今回のテーマは、完全無料のグループウェアです。いずれも無料で使え、機能や使い勝手にも定評がある4つのグループウェアを紹介します。予算の限られる中小企業や初めてグループウェアを導入する企業にとっては、いずれも有力候補になるはずです。

1.グループウェアとは?

1.グループウェアとは?

本題に入る前に、グループウェアとはどんなものなのか、あらためて整理しておきましょう。

グループウェアとは、チームで取り組む仕事を手助けするツールです。チャットや社内SNS、スケジューラー、ワークフローといった機能がパッケージ化されており、社員同士がリアルタイムにコミュニケーションをとったり、お互いの予定を確認したり、予算や休暇を申請・承認したり、さまざまな使い方ができます。

IBMが1996年にリリースした「Lotas Notes 4.0」をきっかけに世界中へ広まり、現在の市場規模はおよそ約1,050億円。うち約85%をサーバーを必要とせずwebブラウザ上で使えるクラウド型が占めています。

1-1.完全無料とは?

完全無料とは、機能や期間の制限がなく無料で使えるということです。

1ヵ月程度の無料トライアル期間や、有料プランへの移行を前提とした限定的な無料版が用意されているグループウェアではなく、基本機能のすべてを実質0円で永続的に利用できるグループウェアのことを指します。

2.完全無料のグループウェアを選ぶ際のポイント

2.完全無料のグループウェアを選ぶ際のポイント

それでは、完全無料のグループウェアを導入する際のポイントを3つ紹介します。

2-1.機能

ハイエンドな有料グループウェアと比べて、機能面で見劣りするのは仕方のない部分ではありますが、せっかく導入するのなら、そのメリットを最大限活かしたいものです。各製品の公式サービスサイトを見比べつつ、何をどこまでできるのかしっかり把握しましょう。
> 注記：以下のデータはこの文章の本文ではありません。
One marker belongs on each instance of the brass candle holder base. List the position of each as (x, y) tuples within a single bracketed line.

社員同士のコミュニケーションや情報共有に課題を抱えている企業なら、社内SNSやチャット、掲示板機能が付いたグループウェア、一方で人事や経理といったバックオフィス系の業務を効率化したいのなら、タイムカードや経費精算、ワークフローといった機能が搭載されているグループウェアがおすすめです。

2-2.操作性

費用がかからないとはいえ、操作に迷ってしまったり処理が遅れてしまったりして、導入後に生産性がダウンしてしまうようでは本末転倒です。アイコンの配置やレイアウトはわかりやすいか、動作はスムーズ化、PC・システムに苦手意識を持つ人でも使いこなせそうか、事前にしっかり確認しましょう。

営業など外出が多いメンバーの利用が前提の場合、スマートフォンやタブレットでの使い勝手も大切なポイントになります。

2-3.セキュリティ

グループウェアを導入するということは、社員一人ひとりがタッチできる情報が増えるということです。データやノウハウの共有に役立つ一方、情報漏洩のリスクもおのずと高まります。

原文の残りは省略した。